Residential real estate has historically produced strong returns. But the traditional investment methods have drawbacks in this rising-rate environment. The prospect of locking into a 30-year mortgage at decades-high rates is losing its allure. Owning a single property exposes the investor to burdens like operating as a landlord, property upkeep, taxes, lack of market & tenant diversification, etc.
We think blockchain tech can potentially change the face of real estate investment — for good. Attention to this space is increasing as the benefits of blockchain tokenization grow and more people become comfortable with security token ownership. RealT were one of the first to recognize this.
RealT is a great way to get exposure to rising rental yields with low minimum investment. Their tokenized offerings have the benefit of increased liquidity and native web3 functionality. The company may also decide to expand into future verticals like commercial real estate, loans, mortgages, etc.
If you’re interested in property ownership (and have no interest in elevated mortgage payments and the headaches of being a landlord), RealT might be the perfect solution.
Check out their property marketplace.
- None of the authors of this issue currently own any tokenized shares of any RealT property.
- After researching this issue, I do plan on becoming a RealT customer and purchasing tokenized shares of the Marquette Road multi-family property.
- We have no RealT tokenized property shares in the ALTS 1 Fund, and have no immediate plans to add any.

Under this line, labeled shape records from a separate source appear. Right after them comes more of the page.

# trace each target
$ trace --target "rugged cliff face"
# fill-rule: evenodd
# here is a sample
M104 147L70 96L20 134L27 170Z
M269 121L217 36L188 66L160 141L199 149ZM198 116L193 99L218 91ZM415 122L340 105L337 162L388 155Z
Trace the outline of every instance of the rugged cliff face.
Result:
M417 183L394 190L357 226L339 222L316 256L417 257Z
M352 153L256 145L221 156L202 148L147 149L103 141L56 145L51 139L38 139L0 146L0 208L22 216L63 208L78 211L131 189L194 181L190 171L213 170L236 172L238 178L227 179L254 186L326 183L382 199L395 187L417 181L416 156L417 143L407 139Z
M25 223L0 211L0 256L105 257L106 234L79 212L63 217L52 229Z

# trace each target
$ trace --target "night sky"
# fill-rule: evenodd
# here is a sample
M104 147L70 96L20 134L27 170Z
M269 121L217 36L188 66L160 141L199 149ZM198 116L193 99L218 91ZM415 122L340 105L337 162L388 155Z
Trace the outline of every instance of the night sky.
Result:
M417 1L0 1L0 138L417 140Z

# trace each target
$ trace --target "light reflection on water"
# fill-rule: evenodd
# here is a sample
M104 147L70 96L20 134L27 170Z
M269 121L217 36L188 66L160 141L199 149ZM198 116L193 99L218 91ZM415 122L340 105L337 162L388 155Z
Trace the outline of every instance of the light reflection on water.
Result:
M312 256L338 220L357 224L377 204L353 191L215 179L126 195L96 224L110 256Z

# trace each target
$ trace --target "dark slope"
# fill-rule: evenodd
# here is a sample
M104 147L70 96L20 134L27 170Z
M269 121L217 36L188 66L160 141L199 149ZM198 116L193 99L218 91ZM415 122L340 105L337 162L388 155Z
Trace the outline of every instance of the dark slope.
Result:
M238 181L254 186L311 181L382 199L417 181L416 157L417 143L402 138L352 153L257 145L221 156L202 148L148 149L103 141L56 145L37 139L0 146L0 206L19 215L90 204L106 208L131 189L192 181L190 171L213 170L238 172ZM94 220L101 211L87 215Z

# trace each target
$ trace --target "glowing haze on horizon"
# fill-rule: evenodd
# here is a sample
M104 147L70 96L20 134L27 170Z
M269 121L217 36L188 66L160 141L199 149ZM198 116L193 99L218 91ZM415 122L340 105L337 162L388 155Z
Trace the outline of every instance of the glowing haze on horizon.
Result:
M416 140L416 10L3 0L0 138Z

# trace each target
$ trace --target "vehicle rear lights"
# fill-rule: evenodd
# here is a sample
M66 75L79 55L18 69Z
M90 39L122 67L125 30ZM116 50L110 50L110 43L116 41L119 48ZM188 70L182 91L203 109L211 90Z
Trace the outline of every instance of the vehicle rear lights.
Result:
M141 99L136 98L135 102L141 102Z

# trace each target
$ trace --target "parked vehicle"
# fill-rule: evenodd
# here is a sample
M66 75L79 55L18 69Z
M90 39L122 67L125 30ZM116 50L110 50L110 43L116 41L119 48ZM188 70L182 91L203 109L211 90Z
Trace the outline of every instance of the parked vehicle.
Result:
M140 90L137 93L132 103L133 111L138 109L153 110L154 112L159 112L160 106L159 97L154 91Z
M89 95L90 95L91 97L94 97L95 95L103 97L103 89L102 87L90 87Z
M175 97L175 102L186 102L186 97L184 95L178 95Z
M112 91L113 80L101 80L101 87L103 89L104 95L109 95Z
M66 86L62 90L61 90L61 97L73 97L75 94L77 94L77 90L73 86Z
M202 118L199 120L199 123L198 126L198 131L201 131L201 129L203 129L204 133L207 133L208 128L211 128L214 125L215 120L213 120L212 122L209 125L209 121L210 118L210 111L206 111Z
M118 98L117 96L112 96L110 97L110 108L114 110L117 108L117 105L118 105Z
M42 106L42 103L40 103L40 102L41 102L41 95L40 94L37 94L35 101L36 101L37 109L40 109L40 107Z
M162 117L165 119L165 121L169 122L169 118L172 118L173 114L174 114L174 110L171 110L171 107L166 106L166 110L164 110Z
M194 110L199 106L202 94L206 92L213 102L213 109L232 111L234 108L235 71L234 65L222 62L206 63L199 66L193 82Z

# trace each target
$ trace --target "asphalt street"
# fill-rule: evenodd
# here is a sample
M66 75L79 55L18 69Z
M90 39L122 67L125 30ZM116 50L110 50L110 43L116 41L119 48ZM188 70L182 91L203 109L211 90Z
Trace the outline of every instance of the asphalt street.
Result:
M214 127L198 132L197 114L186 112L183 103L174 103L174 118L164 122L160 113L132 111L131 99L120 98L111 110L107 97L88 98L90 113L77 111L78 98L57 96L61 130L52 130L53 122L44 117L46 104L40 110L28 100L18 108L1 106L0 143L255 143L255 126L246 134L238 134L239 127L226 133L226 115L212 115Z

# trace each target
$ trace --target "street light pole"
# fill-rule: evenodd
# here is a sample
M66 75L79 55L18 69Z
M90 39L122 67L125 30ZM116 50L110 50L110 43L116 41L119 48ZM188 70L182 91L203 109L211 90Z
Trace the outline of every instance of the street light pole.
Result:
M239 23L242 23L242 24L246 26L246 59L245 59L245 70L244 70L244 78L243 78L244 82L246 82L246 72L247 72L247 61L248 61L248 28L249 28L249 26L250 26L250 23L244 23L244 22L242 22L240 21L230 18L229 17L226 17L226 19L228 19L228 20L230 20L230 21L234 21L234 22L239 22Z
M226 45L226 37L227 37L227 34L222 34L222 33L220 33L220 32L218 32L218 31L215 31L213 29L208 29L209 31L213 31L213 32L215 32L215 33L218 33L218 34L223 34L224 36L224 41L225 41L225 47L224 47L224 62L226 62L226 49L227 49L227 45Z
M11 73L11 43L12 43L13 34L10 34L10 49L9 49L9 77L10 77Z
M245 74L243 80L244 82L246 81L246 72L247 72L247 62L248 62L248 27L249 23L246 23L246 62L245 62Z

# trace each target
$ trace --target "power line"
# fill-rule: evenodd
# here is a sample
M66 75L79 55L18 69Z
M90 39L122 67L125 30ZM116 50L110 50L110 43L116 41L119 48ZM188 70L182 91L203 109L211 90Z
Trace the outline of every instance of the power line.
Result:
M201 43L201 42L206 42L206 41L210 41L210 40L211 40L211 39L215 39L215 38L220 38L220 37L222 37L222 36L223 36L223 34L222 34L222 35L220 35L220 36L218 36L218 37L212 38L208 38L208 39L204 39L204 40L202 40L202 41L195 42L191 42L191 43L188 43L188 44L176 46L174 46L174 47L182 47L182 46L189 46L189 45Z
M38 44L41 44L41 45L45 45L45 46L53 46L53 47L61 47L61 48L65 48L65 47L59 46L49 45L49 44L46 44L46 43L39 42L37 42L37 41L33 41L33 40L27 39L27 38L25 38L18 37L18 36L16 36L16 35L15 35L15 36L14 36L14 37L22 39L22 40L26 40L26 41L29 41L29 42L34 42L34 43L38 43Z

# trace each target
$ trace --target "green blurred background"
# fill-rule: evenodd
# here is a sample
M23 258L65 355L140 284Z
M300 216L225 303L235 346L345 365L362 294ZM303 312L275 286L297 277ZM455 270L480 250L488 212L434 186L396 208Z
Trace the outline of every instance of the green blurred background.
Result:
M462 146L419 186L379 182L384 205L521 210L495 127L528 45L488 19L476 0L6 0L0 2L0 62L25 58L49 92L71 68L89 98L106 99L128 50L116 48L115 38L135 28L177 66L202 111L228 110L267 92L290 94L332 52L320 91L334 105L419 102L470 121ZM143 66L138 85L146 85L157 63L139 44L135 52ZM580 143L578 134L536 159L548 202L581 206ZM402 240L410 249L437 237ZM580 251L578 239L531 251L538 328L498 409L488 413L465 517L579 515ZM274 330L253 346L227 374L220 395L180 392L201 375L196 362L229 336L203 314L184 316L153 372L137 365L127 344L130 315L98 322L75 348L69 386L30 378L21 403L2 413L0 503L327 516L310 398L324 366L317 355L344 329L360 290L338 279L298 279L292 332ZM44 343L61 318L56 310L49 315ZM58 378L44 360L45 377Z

This issue has been a sponsored deep-dive, meaning Alts has been paid to write an independent analysis of RealT. RealT has agreed to offer an unconstrained look at their business & operations. RealT is a sponsor of Alts, but our research is neutral and unbiased. This should not be considered investment advice, but rather an independent analysis to help readers make their own investment decisions. All opinions expressed here are ours, and ours alone. We hope you find it informative and fair.